Les principaux négociateurs du Kosovo et de la Serbie se sont réunis jeudi à Bruxelles pour discuter de la mise en œuvre des accords préliminaires conclus entre les deux pays. L'envoyé de l'Union européenne pour le dialogue entre les deux pays, Miroslav Lajcak, a d'abord rencontré le négociateur en chef de la Serbie, Petar Petkov, en même temps chef du Bureau pour le Kosovo au sein du gouvernement [...]
Les principaux négociateurs du Kosovo et de la Serbie se sont réunis jeudi à Bruxelles pour discuter de la mise en œuvre des accords préliminaires conclus entre les deux pays.
L'envoyé de l'Union européenne pour le dialogue entre les deux pays, Miroslav Lajcak, a d'abord rencontré le négociateur en chef de la Serbie, Petar Petkovovic, à la fois chef du Bureau pour le Kosovo au sein du gouvernement de la Serbie, puis le négociateur en chef du Kosovo, Besnik Bislim, vice-premier ministre du pays.
Il n'y a pas eu de réunion trilatérale, rapporte Radio Free Europe.
L'UE a annoncé que des réunions d'experts sur les questions relatives aux chômeurs et à l'énergie se sont tenues en parallèle.
Bislimi a déclaré mercredi que la réunion du 16 novembre est la suite de la réunion du 26 octobre avec les dirigeants de l'Allemagne, de la France, de l'Italie et du bloc européen.
Petkov a dit quelques jours plus tôt qu'à Bruxelles il sera lancé avec un “experts en ekip”.
Selon des sources européennes, à l'ordre du jour des réunions, il a été question du projet d'association des municipalités serbes au Kosovo, mais aussi des prochaines étapes de mise en œuvre des obligations découlant de l'accord de normalisation des relations entre les deux pays.
Les parties se sont conformées à cet accord en février à Bruxelles, et à l'annexe de mise en œuvre en mars à Ohrid.
Toutefois, selon les sources de l'UE, la priorité absolue sera l'association lors de la réunion de jeudi.

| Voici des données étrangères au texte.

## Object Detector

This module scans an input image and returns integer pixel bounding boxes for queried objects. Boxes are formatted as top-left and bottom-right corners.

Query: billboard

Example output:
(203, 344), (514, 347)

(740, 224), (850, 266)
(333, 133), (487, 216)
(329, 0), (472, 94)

Le projet de loi relatif à cette association a été remis aux parties en octobre par une délégation conjointe des États-Unis, de l'UE, de l'Allemagne, de l'Italie et de la France.
L'UE considère ce projet comme le plan européen moderne “” et insiste pour que les parties l'acceptent.
Bien que le contenu de ce projet reste incontinent pour le public, l'UE et les principaux États membres le considèrent comme la meilleure proposition et comme un compromis que les parties devraient utiliser pour aller de l'avant.